8. A remote measurement method of a hydrological site, which is a remote measurement method using the remote measurement system of the hydrological site of any one of claims 1 to 7, comprising the steps of:

s11: controlling the unmanned aerial vehicle platform to fly to a target water area and land on the water surface safely;

s12: measuring the water depth of the target water area by using the water depth measuring sensor to obtain water depth data, and transmitting the water depth data to a communication system;

s13: acquiring dynamic differential positioning data by adopting the satellite positioning base station and the satellite positioning mobile station, and transmitting the dynamic differential positioning data to the communication system;

s14: the communication system is adopted to transmit the water depth data and the dynamic differential positioning data to the cloud server for storage, so that the background processing system can check and process the data, and the field drift speed of the unmanned aerial vehicle platform of the target water area is calculated according to the dynamic differential positioning data;

s15: controlling the unmanned aerial vehicle platform to fly to a target ground for recovery.

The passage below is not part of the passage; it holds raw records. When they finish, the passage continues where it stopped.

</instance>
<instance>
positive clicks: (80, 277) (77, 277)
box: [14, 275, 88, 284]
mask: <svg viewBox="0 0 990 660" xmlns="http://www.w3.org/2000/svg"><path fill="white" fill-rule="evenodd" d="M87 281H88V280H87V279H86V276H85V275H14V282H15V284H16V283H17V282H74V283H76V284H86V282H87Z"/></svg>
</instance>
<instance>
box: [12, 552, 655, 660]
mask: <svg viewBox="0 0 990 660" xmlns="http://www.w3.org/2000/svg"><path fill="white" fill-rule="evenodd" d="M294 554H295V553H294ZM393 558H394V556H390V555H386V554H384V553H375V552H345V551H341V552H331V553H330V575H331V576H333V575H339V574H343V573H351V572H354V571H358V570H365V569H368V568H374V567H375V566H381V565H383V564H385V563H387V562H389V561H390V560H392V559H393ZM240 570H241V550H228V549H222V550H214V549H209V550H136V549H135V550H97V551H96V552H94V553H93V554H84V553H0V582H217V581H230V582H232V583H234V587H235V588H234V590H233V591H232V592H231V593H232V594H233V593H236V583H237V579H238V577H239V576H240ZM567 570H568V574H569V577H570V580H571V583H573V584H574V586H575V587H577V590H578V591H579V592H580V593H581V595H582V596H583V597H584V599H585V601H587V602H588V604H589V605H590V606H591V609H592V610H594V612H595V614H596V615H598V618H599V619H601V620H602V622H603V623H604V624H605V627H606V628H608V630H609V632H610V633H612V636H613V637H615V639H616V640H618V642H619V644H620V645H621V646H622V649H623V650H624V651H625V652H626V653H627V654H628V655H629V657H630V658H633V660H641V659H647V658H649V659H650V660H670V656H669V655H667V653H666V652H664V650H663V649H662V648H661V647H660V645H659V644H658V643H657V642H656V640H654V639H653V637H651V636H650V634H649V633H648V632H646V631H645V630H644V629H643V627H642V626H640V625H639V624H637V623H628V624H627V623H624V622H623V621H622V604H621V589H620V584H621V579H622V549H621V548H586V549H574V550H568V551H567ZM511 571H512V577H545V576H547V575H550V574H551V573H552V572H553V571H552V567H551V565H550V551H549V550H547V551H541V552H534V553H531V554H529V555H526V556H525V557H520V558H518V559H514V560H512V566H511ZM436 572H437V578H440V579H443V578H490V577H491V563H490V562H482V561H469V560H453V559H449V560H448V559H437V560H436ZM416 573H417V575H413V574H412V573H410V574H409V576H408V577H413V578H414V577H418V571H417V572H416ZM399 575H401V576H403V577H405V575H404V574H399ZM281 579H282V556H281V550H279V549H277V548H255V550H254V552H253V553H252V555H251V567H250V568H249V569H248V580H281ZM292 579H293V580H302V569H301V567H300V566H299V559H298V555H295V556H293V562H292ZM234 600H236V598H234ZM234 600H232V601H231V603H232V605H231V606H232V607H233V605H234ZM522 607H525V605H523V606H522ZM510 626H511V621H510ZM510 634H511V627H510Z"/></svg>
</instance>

9. The method for remote measurement of a hydrological site according to claim 8, wherein the processing by the background processing system in S14 includes: correcting the field drift velocity; further comprising:

and analyzing and calculating the data, and correcting the drift velocity of the unmanned aerial vehicle platform into field flow velocity by using a relation curve between the actual water flow velocity and the drift velocity of the unmanned aerial vehicle platform.

10. The method for remote measurement of a hydrological site according to claim 8, wherein the processing by the background processing system in S14 includes: and drawing a measuring path and a flow direction of the field according to the dynamic differential positioning data.